Two bikies suspected of involvement in a road-rage murder on the Gold Coast have asked Queensland's crime watchdog to hand over documents they believe will help them avoid being hauled before a star chamber.
The two NSW-based motorcycle gang members were issued late last year with notices to appear before a Crime and Misconduct Commission (CMC) coercive hearing in Brisbane.
The star chamber examinations, where witnesses risk jail if they refuse to answer questions, are often held in major crime cases where suspects refuse to cooperate with police.
The CMC wants to question the two men, who cannot be named, over their alleged involvement in the shooting death of Omega Rushton, 32.
The father-of-two was gunned down on the side of the Gold Coast Highway at Burleigh Heads on Australia Day, 2009.
He died from a wound to the stomach.
However, the two bikies are fighting to avoid appearing before the CMC, saying the hearing would strip them of their legal rights, including protection against self-incrimination.
"The desire to get to the truth of the matter has got to be weighed against the interests of (the men) in ensuring that they are fairly treated as suspects and fairly treated as citizens," their lawyer Andrew Boe said.

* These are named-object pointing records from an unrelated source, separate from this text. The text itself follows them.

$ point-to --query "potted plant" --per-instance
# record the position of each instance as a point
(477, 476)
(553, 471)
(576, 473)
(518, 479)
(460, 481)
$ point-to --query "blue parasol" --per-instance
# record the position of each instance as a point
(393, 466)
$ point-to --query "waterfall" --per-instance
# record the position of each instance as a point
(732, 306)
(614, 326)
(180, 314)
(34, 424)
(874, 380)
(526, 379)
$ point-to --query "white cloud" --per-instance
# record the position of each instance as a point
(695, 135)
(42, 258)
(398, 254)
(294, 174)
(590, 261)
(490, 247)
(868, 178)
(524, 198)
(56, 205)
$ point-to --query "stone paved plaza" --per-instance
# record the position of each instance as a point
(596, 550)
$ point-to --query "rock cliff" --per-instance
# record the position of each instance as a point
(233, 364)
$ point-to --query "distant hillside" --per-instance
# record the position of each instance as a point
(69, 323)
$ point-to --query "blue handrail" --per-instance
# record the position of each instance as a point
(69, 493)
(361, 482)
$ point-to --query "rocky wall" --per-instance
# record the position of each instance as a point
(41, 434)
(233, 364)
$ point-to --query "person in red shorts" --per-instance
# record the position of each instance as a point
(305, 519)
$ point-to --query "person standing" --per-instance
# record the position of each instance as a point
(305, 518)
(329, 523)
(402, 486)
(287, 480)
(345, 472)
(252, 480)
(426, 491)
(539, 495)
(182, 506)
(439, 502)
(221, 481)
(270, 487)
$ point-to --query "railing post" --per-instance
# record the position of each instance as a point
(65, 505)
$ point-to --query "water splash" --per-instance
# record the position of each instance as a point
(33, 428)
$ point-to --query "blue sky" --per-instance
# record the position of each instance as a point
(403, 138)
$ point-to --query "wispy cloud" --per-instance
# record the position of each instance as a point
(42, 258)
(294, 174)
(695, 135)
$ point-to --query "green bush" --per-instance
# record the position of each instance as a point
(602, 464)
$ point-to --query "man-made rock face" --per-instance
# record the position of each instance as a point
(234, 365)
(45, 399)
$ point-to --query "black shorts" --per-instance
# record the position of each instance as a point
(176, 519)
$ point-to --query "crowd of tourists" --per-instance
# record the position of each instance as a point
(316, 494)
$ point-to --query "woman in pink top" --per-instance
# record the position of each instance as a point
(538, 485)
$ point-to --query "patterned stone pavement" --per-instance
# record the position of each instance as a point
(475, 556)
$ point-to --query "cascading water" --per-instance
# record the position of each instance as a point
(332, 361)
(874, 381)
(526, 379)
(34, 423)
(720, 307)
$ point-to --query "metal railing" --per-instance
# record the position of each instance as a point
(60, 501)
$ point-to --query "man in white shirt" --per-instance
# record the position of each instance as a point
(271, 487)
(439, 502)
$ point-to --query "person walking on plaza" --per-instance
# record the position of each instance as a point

Mr Boe appeared before the Queensland Supreme Court on Tuesday to ask the CMC to hand over documents outlining exactly why they wanted to question the men.
He told the court the documents would aid the men in formulating their argument about the legality of their notices to appear.
However, the CMC has refused, claiming the documents reveal information about the case which could identify and put at risk a number of informants.
Justice Margaret Wilson has reserved her decision.